This week, loved ones of the Parkland school shooting victims took the stand.
The families gave impact statements about the unimaginable toll the death of their loved ones has taken. The emotional testimonies came as the jury is tasked with deciding on whether or not shooter Nikolas Cruz, who killed 17 people in total in the shooting, will receive the death penalty.
During the hearing, as the families of some of the 14 students killed spoke, two of Cruz's defense attorneys could be seen wiping away tears. Assistant public defender Tamara Curtis and attorney Nawal Najet Bashiman each removed their face masks to pat their faces dry.
Cruz himself had no visible reaction to their deeply moving words.
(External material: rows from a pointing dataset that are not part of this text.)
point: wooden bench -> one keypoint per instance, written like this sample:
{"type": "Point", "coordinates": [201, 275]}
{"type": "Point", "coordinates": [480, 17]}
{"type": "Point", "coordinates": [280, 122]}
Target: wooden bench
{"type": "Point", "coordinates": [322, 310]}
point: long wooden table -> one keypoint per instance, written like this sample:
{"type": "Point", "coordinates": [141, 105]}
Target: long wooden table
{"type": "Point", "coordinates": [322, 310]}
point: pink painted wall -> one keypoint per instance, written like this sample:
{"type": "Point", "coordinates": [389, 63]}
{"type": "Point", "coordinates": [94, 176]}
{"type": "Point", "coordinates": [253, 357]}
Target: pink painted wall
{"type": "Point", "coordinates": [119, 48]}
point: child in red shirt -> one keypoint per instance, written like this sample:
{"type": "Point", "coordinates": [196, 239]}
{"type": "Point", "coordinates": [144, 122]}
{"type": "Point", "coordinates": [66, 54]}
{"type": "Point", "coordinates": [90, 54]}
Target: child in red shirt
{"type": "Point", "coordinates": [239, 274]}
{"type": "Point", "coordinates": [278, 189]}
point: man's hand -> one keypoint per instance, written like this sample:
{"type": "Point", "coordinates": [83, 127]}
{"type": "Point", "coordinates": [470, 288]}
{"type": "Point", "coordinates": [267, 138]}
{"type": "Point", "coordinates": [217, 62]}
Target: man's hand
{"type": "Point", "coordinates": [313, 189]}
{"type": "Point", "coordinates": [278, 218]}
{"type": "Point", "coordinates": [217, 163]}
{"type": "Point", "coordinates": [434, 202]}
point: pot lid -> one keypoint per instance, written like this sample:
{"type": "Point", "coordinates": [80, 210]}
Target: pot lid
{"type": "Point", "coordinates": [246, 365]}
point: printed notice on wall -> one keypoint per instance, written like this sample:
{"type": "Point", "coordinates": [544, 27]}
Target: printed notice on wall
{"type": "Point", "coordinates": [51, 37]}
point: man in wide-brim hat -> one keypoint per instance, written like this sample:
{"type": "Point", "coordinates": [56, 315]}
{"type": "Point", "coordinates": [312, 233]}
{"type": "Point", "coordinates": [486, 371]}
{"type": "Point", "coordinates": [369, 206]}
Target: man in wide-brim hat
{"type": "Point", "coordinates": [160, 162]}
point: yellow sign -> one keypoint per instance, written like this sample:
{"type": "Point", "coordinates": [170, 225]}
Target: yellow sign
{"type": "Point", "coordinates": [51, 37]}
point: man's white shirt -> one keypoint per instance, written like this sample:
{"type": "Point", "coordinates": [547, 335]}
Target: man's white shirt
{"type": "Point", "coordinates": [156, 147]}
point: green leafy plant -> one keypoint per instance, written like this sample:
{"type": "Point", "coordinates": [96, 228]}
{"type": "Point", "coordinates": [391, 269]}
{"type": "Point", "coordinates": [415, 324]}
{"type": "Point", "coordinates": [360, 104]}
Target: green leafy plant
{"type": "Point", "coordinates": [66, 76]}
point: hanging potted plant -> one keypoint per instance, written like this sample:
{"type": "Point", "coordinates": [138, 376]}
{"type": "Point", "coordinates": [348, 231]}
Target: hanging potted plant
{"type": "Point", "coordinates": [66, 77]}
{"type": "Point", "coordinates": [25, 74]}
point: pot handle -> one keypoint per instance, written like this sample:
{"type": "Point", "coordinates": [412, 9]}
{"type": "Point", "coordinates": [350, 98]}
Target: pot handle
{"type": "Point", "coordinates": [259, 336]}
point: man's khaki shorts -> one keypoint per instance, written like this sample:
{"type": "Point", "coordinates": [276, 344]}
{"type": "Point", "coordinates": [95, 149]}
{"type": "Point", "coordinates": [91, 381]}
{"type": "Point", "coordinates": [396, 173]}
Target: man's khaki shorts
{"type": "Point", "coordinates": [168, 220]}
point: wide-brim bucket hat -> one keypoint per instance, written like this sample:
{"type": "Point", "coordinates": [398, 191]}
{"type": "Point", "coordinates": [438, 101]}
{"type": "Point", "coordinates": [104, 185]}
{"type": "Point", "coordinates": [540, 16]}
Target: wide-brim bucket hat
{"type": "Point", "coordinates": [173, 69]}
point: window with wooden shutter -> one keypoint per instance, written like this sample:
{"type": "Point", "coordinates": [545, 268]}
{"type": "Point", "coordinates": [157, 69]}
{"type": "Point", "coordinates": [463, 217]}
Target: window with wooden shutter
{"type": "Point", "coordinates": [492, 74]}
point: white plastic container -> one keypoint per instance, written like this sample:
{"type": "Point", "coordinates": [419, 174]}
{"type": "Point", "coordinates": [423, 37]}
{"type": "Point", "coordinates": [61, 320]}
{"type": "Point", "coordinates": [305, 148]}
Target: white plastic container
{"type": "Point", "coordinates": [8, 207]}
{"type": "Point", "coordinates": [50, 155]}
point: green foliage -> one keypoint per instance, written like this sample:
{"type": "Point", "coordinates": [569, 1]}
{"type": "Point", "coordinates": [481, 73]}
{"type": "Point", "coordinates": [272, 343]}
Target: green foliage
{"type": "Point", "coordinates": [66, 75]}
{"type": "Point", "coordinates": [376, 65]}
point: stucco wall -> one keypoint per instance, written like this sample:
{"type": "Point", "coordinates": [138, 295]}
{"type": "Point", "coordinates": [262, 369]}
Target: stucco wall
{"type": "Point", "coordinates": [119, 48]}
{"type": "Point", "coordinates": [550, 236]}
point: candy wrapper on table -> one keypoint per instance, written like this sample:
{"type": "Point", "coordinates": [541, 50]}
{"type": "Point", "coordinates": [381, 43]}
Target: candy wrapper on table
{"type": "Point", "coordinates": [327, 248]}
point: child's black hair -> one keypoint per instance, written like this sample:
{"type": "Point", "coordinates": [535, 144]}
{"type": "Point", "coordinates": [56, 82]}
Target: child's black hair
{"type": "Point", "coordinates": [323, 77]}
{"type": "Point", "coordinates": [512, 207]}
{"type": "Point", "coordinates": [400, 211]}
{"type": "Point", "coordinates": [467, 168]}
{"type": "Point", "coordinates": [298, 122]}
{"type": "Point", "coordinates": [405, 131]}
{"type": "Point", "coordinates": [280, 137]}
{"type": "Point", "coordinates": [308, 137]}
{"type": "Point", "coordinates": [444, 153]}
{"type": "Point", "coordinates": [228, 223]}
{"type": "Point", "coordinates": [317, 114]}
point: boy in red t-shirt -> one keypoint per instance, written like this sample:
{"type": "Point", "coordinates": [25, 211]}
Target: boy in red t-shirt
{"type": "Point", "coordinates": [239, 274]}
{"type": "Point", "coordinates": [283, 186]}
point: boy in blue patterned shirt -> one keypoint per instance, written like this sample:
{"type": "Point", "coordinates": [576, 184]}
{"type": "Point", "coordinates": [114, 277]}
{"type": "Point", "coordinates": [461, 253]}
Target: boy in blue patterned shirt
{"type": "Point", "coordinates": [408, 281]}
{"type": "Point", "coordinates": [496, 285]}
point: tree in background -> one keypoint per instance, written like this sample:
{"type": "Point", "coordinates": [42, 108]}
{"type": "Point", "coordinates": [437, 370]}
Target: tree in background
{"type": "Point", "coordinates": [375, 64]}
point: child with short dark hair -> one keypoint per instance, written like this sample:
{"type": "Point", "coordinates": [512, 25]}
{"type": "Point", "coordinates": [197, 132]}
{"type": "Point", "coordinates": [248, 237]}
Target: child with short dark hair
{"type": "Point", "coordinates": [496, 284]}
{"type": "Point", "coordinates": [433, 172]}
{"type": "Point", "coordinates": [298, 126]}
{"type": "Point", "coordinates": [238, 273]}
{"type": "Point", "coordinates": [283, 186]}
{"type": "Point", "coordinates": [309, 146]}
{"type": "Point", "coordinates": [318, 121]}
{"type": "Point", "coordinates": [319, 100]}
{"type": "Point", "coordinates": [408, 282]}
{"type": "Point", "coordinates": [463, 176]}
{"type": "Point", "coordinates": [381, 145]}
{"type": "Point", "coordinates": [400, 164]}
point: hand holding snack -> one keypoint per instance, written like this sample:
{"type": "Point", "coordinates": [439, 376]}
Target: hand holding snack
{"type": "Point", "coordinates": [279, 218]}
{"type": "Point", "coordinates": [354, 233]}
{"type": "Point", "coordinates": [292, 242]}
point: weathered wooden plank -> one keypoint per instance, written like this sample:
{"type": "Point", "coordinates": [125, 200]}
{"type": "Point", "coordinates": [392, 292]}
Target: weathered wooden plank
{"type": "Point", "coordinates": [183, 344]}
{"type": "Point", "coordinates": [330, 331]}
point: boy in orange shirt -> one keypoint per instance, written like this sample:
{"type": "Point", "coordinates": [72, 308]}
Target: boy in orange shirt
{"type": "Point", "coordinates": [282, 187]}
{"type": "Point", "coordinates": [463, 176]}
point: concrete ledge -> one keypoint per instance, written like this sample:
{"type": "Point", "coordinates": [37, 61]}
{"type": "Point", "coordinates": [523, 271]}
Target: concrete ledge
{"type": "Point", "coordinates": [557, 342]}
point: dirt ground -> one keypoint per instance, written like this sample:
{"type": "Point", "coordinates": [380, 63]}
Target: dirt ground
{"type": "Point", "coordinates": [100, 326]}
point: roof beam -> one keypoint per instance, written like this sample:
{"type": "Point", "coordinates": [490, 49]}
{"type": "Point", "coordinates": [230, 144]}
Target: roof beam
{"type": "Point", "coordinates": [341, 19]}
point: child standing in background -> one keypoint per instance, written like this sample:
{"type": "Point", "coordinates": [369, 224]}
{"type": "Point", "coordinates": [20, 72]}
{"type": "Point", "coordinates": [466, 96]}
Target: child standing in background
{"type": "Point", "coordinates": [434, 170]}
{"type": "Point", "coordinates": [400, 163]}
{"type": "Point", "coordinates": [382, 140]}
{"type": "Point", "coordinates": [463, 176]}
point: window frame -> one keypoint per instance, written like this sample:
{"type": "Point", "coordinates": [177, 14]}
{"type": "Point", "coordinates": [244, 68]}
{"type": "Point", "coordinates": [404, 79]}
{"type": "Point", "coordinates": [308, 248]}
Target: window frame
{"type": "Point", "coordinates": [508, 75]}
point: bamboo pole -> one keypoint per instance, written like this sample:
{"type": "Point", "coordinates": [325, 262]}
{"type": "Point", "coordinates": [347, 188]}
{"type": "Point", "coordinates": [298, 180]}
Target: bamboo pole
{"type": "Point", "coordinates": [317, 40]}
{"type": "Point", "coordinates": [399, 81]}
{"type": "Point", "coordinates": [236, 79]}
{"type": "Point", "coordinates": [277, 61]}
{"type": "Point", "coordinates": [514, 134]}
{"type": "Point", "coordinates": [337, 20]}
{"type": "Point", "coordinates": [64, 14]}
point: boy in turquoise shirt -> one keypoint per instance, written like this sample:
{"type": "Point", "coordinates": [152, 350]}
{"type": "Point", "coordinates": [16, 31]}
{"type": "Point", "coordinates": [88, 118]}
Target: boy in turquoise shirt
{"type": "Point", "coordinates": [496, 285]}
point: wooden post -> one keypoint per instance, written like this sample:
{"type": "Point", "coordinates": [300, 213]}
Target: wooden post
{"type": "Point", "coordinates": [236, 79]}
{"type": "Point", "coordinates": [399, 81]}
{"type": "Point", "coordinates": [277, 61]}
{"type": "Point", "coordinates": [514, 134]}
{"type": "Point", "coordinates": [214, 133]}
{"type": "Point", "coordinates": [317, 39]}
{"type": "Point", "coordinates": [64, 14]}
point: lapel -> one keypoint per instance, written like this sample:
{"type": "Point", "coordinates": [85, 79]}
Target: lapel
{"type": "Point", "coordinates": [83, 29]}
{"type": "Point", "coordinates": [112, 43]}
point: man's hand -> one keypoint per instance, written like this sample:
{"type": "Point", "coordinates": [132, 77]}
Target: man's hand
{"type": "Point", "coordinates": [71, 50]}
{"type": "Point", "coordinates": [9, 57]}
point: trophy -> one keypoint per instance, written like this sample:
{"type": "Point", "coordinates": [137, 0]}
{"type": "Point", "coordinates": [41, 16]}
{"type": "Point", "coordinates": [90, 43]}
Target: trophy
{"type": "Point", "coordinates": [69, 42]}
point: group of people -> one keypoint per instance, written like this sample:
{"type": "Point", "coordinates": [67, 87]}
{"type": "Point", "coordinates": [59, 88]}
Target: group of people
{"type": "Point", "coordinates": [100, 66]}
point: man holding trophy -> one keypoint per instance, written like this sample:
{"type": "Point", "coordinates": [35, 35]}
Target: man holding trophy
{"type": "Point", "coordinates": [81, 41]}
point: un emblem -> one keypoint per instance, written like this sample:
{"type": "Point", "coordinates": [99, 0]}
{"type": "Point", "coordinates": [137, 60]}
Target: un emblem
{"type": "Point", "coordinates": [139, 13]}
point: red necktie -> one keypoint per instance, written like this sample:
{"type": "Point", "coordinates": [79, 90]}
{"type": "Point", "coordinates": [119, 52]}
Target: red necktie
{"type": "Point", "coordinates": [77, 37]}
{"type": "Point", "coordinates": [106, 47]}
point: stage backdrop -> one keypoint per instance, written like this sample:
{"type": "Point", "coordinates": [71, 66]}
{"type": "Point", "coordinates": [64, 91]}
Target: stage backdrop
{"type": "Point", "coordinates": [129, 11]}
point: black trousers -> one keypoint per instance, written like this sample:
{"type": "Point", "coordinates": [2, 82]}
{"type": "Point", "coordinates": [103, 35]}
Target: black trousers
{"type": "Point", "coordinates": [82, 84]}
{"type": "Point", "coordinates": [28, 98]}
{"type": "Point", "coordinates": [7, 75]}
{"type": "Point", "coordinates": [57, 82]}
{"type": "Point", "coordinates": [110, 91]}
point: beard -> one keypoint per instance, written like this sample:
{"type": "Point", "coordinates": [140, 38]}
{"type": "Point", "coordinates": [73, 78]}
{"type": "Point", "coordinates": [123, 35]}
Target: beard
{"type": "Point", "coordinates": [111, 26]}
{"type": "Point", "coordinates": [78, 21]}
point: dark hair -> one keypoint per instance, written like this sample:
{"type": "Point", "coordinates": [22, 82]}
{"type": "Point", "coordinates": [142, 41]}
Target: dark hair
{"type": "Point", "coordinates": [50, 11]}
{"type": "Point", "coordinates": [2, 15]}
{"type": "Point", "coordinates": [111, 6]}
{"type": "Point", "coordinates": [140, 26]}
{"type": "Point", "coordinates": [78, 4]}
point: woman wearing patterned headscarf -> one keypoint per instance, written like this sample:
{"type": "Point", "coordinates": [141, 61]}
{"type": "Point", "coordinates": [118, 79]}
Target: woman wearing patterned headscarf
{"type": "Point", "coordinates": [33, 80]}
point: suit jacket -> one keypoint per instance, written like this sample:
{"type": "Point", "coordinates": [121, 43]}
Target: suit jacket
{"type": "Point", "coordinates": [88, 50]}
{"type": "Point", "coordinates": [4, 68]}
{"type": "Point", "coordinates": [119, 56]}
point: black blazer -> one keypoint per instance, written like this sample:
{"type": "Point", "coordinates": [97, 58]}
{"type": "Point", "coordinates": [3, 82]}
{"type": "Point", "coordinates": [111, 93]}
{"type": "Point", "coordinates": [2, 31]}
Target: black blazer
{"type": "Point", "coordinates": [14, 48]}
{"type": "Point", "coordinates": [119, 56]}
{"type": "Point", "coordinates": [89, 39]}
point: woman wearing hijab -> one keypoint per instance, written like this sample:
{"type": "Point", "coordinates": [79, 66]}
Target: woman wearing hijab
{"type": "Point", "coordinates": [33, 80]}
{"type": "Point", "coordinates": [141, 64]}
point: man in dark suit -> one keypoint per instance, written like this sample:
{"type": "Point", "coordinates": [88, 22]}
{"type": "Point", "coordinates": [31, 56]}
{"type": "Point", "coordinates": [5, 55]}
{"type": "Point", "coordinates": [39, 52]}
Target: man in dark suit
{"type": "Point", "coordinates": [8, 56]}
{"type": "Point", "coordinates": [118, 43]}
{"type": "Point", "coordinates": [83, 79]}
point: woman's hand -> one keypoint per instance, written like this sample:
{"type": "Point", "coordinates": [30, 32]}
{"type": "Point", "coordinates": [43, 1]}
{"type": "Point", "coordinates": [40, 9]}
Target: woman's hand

During the hearing, the father of Alyssa Alhadeff told the jury about his daughter. She would be in her second year of college if she hadn't been killed by Cruz, he said. "Soon she'd go on to be a professional soccer player. She'd get her law degree, and maybe become one of the most successful business negotiation lawyers the world would see," Ilan Alhadeff told the court.
"She was supposed to get married, and I was going to have my father-daughter dance," he said through tears. "She would have had a beautiful family, four kids, live in a gorgeous house — a beach house on the side." As the heartbroken father spoke of his dreams for his daughter, he was visibly distraught. "All those plans came to an end with Alyssa's murder," he said.
Tom Hoyer, whose son Luke, 15, was killed in the mass shooting, also spoke. "We were a family unit of five always trying to fit into a world set up for even numbers," he said. "Two-, four-, six-seat tables in a restaurant. Two-, four-, six-ticket packages to events. Things like that." But now, he says, being a family of four simply doesn't fit and that "never again will the world feel right." He continued, "When Luke died something went missing in me."
His mother, Gena Hoyer, spoke through tears, as well. “It’s excruciating agony," she said. "I am heartbroken. A piece of my heart is missing. My life and my family will never be the same."
Annika Dworet spoke of her son Nicholas Dworet, the captain of the swim team who had just received a scholarship to the University of Indianapolis at the time of the shooting. She said her son had bigger goals "than most of us dare to dream of." She also shared a note that he had taped next to his bed to remind himself of those goals. "I want to become a Swedish Olympian and go to Tokyo 2020 to compete for my country," it read. "I will give all I have in my body and my mind to achieve the goals I have set."
"Now we will never know if he would have reached his goal to go to the Olympics," the grieving mother told the court.
Jennifer Guttenberg, whose 14-year-old daughter Jaime perished in the shooting, told the court that it's "excruciatingly difficult" to watch her daughter's friends get to grow up. She opened up about how painful family gatherings are without her daughter. "There is togetherness, but there is no celebrating," she explained. "There is a deafening silence amongst everyone, as they don't want to bring up Jaime's name to cause pain, but don't want to forget her, either."
Ultimately, the decision is up to the judge. But in order for the jury to recommend the death penalty, the decision must be unanimous. Then the judge will decide whether to follow the recommendation or sentence Cruz to life in prison.